Back to Freddie. If Freddie drew back and hissed away from a "perfect" character, that would suck. A "perfect" character would have no conflicts, wouldn't really be a part of the story.

Next tangent. What would the dreams of a perfect person be like? They'd probably never have nightmares. It must be night after night of bliss, or night after night of adventures in which nobody ever suffers anything horrible.

Next tangent. One of the characters in Sandman, Barbie, has night after night of harmless adventures for most of her life, but it doesn't make her a perfect person; contrariwise, it allows her to remain shallow and unable to cope with the more painful aspect of her life. It isn't until she has a terrible nightmare and then stops dreaming that she starts to face her problems.

Next tangent. A continuous diet of dreams without nightmares must be terrible. Imagine if you never woke in a sweat, never were relieved when you woke up. There have been quite a few points in my life where having nightmares--and learning how to conquer them--has made a big difference.

Next tangent. One of the things that Carlos Castaneda talks about in his books is the power you derive from learning how to control your dreams. I thought the idea was fascinating for a time years ago, but abandoned it because it's a little sad: if you have control over your dreams, what's to make you face up to your nightmares? What's to make you learn the things you don't want to learn? With that kind of power over yourself, what's to keep you from turning into something horrible?

Next tangent. One of the things that Zen Buddhists say is "Kill the Buddha." What if, in this context, you read nightmares as the Buddha? "Kill the Buddha." Does that mean destroy the things you use to teach yourself what you wouldn't otherwise learn? Destroy your nightmares?

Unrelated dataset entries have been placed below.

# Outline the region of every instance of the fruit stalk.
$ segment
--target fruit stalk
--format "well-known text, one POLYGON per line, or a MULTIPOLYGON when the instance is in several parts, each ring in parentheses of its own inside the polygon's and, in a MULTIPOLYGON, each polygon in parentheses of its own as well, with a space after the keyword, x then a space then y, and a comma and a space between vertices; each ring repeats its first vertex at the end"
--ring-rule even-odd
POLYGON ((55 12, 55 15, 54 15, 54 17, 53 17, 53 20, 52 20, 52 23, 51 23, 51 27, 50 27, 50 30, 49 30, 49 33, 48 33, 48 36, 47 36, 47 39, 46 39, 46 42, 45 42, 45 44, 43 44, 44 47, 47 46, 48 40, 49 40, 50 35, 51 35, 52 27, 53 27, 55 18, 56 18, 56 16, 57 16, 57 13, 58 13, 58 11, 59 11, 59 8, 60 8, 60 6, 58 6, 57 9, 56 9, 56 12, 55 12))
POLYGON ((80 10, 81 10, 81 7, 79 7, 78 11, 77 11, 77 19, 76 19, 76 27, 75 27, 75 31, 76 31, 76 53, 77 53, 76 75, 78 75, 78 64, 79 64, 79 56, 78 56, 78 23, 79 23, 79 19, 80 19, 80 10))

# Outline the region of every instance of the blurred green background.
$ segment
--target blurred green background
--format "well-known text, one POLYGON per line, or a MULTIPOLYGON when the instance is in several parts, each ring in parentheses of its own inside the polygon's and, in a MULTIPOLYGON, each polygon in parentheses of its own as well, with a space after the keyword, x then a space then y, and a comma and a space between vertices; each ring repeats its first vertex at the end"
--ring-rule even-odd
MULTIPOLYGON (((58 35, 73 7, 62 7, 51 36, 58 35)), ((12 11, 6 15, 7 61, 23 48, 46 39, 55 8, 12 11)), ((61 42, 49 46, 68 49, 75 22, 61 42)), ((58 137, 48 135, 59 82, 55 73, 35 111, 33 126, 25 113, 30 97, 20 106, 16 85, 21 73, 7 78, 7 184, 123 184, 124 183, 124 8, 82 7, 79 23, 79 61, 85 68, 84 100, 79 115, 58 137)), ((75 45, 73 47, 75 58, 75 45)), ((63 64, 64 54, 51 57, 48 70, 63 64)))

So. Being a writer, I think, "What if some guy went out there to learn the truth about everything and went slightly awry, so now he has this huge amount of power, is englightened on top of that (because you can be enlightenend without meaning anything good for anybody else) and therefore has this key into other people's psyches, and has nothing to keep him in check?"

Wait. That sounds like Freddie Krueger. My theory is that he's some kind of dark Buddha, having killed his own conscience in an effort in order to better control it, and now he's going through this mockery of "enlightening" others because some kinds of understanding are like a virus, but that's another tangent.